[Intel-gfx] [PATCH] [RFC] drm/i915: read-read semaphore optimization

Tue Dec 13 17:59:14 CET 2011

On Tue, 13 Dec 2011 17:01:33 +0100, Daniel Vetter <daniel at ffwll.ch> wrote:
> Afaik the only use-case for parallel reads is video decode with
> post-processing on the render ring. The decode ring needs read-only access
> to reference frames to decode the next frame and the render ring read-only
> access to past frames for post-processing (e.g. deinterlacing). But given
> the general state of perf optimizations in libva I think we have lower
> hanging fruit to chase if we actually miss a performance target for this
> use-case.

One in the near future will be: render to backbuffer (RCS),
pageflip to scanout (BCS), read from front (RCS).

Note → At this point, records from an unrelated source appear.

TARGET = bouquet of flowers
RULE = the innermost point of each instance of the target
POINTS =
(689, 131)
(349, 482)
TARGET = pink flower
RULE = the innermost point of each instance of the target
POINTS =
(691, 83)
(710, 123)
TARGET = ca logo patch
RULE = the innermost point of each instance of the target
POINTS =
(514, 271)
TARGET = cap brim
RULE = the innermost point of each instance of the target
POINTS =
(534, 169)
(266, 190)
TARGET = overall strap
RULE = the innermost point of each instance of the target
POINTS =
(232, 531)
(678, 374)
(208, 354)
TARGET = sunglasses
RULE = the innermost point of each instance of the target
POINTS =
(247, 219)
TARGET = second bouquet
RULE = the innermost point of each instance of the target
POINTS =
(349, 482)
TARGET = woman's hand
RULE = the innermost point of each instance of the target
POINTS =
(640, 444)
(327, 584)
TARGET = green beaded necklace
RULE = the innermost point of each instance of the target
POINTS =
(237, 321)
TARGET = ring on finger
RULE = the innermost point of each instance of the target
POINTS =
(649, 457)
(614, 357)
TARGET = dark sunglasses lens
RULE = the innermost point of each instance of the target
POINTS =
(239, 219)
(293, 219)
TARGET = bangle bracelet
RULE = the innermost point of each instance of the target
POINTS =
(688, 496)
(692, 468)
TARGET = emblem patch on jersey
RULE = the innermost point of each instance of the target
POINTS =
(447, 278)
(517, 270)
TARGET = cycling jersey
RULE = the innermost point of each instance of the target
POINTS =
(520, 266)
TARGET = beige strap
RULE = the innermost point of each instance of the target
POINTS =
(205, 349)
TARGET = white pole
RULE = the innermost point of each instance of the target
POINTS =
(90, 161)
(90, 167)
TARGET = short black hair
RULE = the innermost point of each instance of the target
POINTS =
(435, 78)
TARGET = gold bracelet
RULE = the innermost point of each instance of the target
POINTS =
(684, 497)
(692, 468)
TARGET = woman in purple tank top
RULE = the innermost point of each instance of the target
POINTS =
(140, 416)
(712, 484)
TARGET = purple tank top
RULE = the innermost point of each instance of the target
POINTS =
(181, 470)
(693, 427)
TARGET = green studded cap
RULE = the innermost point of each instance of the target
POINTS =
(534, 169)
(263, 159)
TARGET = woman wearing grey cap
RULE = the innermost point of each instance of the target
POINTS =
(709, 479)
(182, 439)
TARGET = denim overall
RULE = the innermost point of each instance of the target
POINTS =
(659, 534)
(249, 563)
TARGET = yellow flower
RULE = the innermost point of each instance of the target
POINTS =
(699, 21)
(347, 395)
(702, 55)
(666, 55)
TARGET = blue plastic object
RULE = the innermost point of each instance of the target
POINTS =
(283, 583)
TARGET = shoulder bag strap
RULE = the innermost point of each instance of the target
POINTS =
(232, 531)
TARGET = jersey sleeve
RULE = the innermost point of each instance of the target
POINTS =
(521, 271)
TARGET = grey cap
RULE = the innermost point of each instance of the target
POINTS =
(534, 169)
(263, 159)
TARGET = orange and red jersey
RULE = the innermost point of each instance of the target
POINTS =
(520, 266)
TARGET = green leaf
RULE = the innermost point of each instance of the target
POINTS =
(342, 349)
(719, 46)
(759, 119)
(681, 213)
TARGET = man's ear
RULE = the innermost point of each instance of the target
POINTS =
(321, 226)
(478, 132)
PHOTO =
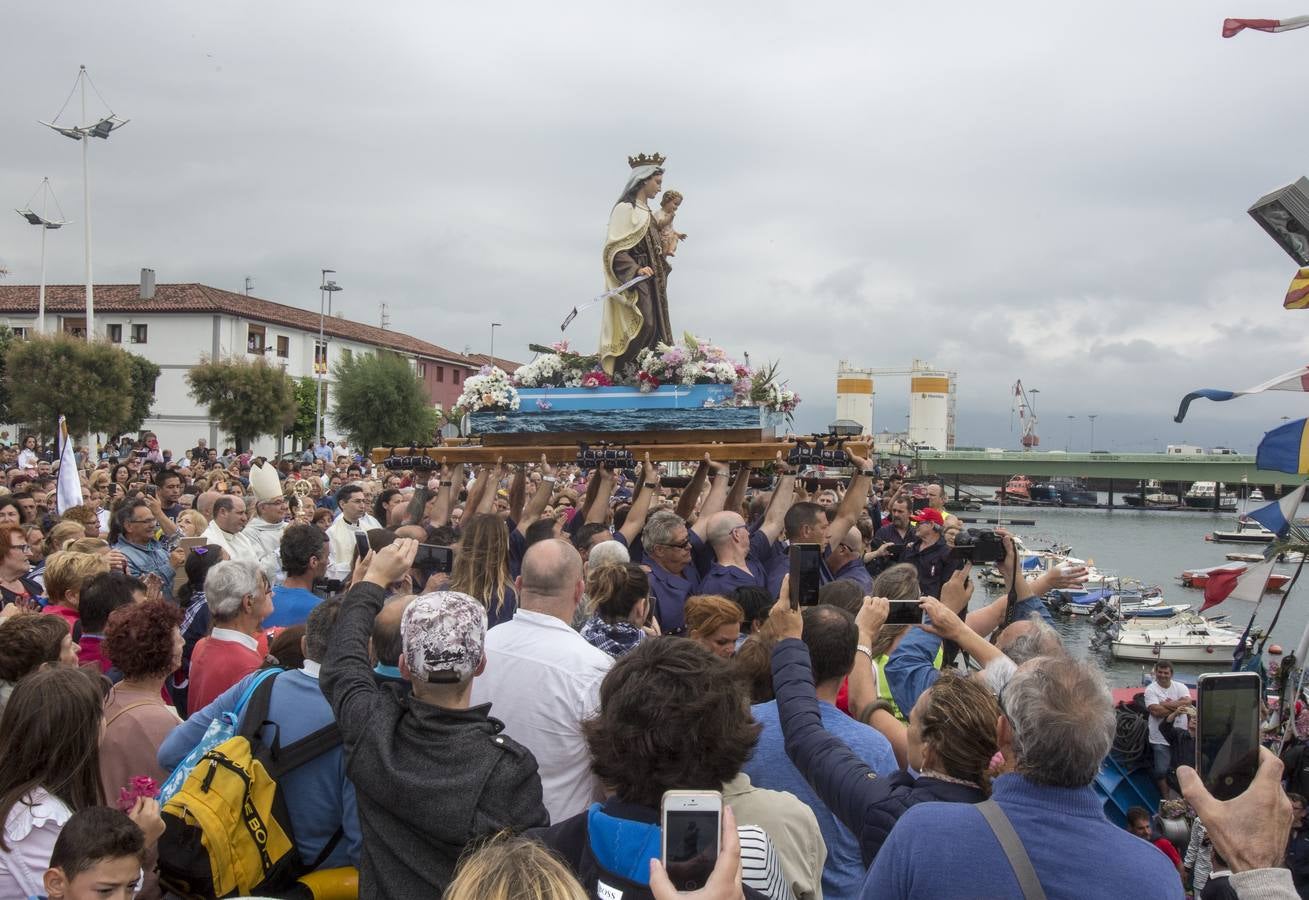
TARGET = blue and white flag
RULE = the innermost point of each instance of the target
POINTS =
(1279, 514)
(1290, 381)
(68, 487)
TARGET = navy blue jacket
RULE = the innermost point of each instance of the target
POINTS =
(867, 805)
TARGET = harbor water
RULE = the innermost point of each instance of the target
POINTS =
(1153, 547)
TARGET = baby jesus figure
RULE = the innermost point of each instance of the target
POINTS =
(668, 236)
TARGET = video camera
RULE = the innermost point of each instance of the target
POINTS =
(978, 546)
(820, 453)
(605, 457)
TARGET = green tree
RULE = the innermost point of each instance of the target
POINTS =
(248, 399)
(378, 400)
(88, 382)
(301, 432)
(144, 376)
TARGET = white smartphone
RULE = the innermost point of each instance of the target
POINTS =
(691, 823)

And in its current form UXA will do the back-to-front blit on the BCS.
But that is async and so not a large race window, whereas the pageflip
may takes ~16ms to process. I don't think it is entirely unfeasible that
we see some form of this whilst running compositors or games. Or at
least would if we enabled semaphores for pageflips. Except in the
pageflip scenario we know we are protected by the fb ref, so consider
the hypothetical scenario where we have a working vsync'ed blit...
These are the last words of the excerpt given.